Four major companies asked to distance themselves from the gay marriage campaign.
While many brands have publicized marriage equality movement, a Tumblr called Brand Equality” has added various company logos to the Human Rights Campaign’s viral red “equals sign” symbol.
Knowing that brands and their social media managers would take notice, Brand Equality notes that “Brands can choose to request [the image] removed, implying they do not support [gay marriage] Boo!”
Or, as Mashable calls it, “public shaming for brands.”
Four brands have been asked to be removed. Some are surprising, others expected. In the brands’ defense, it is possible that they don’t allow for their logos to be reproduced for legal, trademark or intellectual property reasons.

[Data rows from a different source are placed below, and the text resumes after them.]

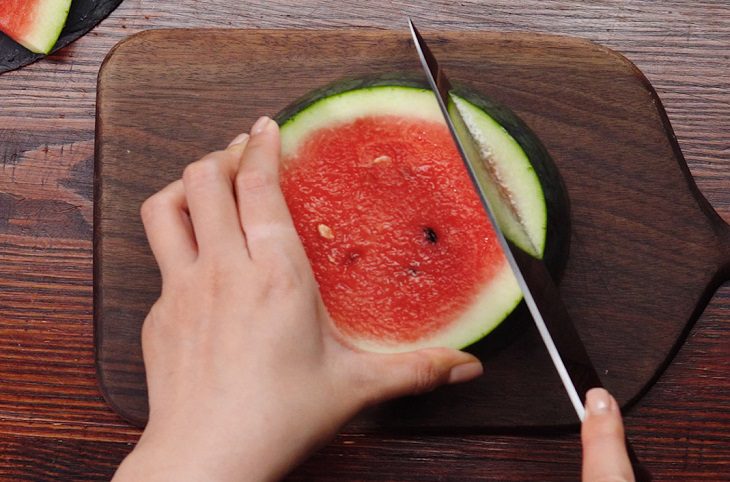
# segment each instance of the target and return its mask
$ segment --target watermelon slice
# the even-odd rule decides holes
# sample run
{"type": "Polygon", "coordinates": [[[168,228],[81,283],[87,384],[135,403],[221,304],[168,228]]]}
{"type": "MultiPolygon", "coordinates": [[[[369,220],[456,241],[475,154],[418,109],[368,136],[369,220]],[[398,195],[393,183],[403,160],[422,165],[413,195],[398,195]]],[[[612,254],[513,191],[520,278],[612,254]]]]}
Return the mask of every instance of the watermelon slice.
{"type": "MultiPolygon", "coordinates": [[[[530,239],[505,234],[556,266],[567,198],[549,156],[508,111],[466,91],[456,104],[503,187],[497,215],[530,239]]],[[[520,289],[428,89],[350,81],[277,121],[282,189],[348,342],[378,352],[462,348],[514,311],[520,289]]]]}
{"type": "Polygon", "coordinates": [[[70,7],[71,0],[0,0],[0,30],[31,52],[47,54],[70,7]]]}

Exxon is the first company to ever receive a negative score on Human Rights Campaign’s corporate equality index. According to HRC, it is “the only U.S. employer that has ever rescinded both a non-discrimination policy covering sexual orientation and domestic partner benefits, and is the only Fortune 10 company that does not have a non-discrimination policy covering sexual orientation.”
2. Urban Outfitters
Urban Outfitters made headlines for selling and then pulling “I support same sex marriage” tee-shirts in California. Its president and founder Richard Hayne also came under fire for donating $13,500 to Rick Santorum, who has said that homosexuality is “not healthy” for society.
Although Walmart partnered with gay and lesbian groups in 2006, it changed its tune the next year. While individual stores were allowed to donate to gay groups, SVP of corporate communications Mona Williams said, “We are not currently planning corporate-level contributions to GLBT groups.”
According to Policymic, Jim Walton, the grandson of Walmart cofounder Sam Walton, donated $75,000 to the Family Council Action Committee’s 2008 push to ban adoption for gay couples.